As expectativas, no início, poderão ser muitas, mas o compromisso pode enfraquecer ao longo dos meses. Principalmente na sociedade atual, onde há tantos planos que ficam a meio — apenas porque os resultados demoram demasiado a chegar —, a sede de viver, o imediatismo e a ideia de euforia momentânea podem ser verdadeiras armadilhas para o nosso bem-estar e equilíbrio.
A urgência de aproveitar cada momento faz-nos acreditar que não estamos bem se não estivermos a testemunhar, ou a experienciar, algo de extraordinário. A esperança de ver resultados imediatos, provenientes dos nossos esforços e espírito de sacrifício, faz-nos desistir mais facilmente perante a frustração. Por último, a ideia de momentos constantes de epifania, êxtase ou intensidade acabam por sabotar os nossos projetos, que “morrem na praia”, porque o tédio e a monotonia de um esforço concentrado parece mais do que temos para dar.

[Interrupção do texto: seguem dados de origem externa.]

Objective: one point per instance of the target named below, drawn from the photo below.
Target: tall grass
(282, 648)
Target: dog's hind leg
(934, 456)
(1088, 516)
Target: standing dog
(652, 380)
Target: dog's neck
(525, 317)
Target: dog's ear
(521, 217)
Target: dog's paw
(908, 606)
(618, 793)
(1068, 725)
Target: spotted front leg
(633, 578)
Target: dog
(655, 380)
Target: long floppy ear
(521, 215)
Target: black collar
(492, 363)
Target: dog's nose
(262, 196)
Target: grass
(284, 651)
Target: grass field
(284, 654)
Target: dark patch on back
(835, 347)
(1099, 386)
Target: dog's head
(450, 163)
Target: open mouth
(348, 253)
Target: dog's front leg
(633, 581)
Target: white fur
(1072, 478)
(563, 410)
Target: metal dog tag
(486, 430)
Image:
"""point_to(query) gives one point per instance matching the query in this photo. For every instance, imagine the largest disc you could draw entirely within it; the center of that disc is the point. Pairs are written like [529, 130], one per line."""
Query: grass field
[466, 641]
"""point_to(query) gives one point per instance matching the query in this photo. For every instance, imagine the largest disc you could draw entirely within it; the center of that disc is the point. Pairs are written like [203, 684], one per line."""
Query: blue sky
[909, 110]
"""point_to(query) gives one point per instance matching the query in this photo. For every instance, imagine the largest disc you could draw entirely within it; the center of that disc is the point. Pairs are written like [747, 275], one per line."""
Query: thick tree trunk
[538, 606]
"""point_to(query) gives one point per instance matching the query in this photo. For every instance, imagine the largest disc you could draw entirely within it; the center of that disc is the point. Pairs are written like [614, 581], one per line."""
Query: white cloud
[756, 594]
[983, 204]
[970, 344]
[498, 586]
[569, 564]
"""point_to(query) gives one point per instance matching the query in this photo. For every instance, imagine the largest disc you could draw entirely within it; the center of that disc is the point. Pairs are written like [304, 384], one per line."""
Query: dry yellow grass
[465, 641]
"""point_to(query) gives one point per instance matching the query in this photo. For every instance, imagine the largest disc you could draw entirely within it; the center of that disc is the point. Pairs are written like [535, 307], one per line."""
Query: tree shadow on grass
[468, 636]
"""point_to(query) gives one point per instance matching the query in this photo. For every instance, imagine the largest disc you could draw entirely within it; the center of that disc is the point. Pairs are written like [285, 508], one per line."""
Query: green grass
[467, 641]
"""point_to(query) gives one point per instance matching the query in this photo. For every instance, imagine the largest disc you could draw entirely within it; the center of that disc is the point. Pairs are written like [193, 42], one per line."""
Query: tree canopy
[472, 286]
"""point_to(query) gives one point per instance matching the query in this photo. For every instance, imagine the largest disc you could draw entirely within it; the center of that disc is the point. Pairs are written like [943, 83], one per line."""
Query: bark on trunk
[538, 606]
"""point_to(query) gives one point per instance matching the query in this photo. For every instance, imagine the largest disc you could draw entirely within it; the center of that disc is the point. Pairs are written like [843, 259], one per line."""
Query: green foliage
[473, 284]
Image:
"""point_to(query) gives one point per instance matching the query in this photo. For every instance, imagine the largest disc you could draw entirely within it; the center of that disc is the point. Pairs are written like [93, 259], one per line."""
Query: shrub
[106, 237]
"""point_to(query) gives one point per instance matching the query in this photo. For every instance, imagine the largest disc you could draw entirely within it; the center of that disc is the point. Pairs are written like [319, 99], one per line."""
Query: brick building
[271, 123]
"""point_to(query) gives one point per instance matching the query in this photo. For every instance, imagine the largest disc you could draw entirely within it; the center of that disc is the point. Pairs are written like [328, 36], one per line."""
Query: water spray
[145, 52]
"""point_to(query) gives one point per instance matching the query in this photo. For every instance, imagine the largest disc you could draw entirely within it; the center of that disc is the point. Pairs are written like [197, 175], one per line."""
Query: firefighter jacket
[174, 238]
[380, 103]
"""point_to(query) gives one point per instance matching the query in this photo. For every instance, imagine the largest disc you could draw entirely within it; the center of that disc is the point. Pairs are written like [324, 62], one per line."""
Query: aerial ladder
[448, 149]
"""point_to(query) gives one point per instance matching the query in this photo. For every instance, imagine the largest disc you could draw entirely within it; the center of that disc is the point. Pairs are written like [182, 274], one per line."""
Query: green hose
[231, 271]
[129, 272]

Entre a calma e a urgência de viver
O extraordinário não vem todos os dias: a maioria deles é mundana e ordinária. No entanto, e porque tudo não passa de uma questão de perspetiva, a vida pode ser extraordinária com os seus altos e baixos — apenas, claro, se as pessoas tiverem as suas necessidades básicas atendidas. É precisamente com esse otimismo realista que devemos olhar para os objetivos que traçamos, sabendo que vão dar trabalho e que poderão demorar a ser concretizados. Na forma de atuar, para liderarmos as nossas vidas, a consistência e a persistência podem fazer a diferença entre o sucesso e a fracasso.
Falar e escrever é fácil, obviamente. Ninguém se deve excluir de uma verdadeira tentativa de compromisso consigo próprio/a. Mas, se calhar, olhar para uma mudança radical como a solução dos anos vindouros é pedir demais a nós mesmo/as. O poder das palavras também pode ajudar ou prejudicar, dependendo de quais escolhemos implementar. Em vez de pensar em ter uma “vida nova”, que tal trabalhar em criar uma vida melhor? Conhecer as nossas falhas, trabalhar em melhorá-las e excluir alguma pressão dos nossos ombros — essa que urge em dizer-nos que temos que resolver todos os nossos problemas duma vez só.
Se refletirmos sobre isto, já é uma ajuda na acalmia dessa urgência de viver. Por outro lado, essa mesma reflexão atiça a chama de correr atrás das coisas. Isto não significa que devemos viver menos intensamente ou ambicionar menos das nossas vidas; significa, antes, que a única forma de nos encontrarmos harmoniosamente com o mundo é respeitando o tempo. A vida não nos dá tudo duma vez, nem nós a ela. Fingir que isso pode acontecer em condições normais é sabotar a nossa felicidade. Talvez aqui, precisamente entre a calma e a urgência, esteja o caminho. Já dizia José Saramago (1922-2010): “não tenhamos pressa, mas não percamos tempo”.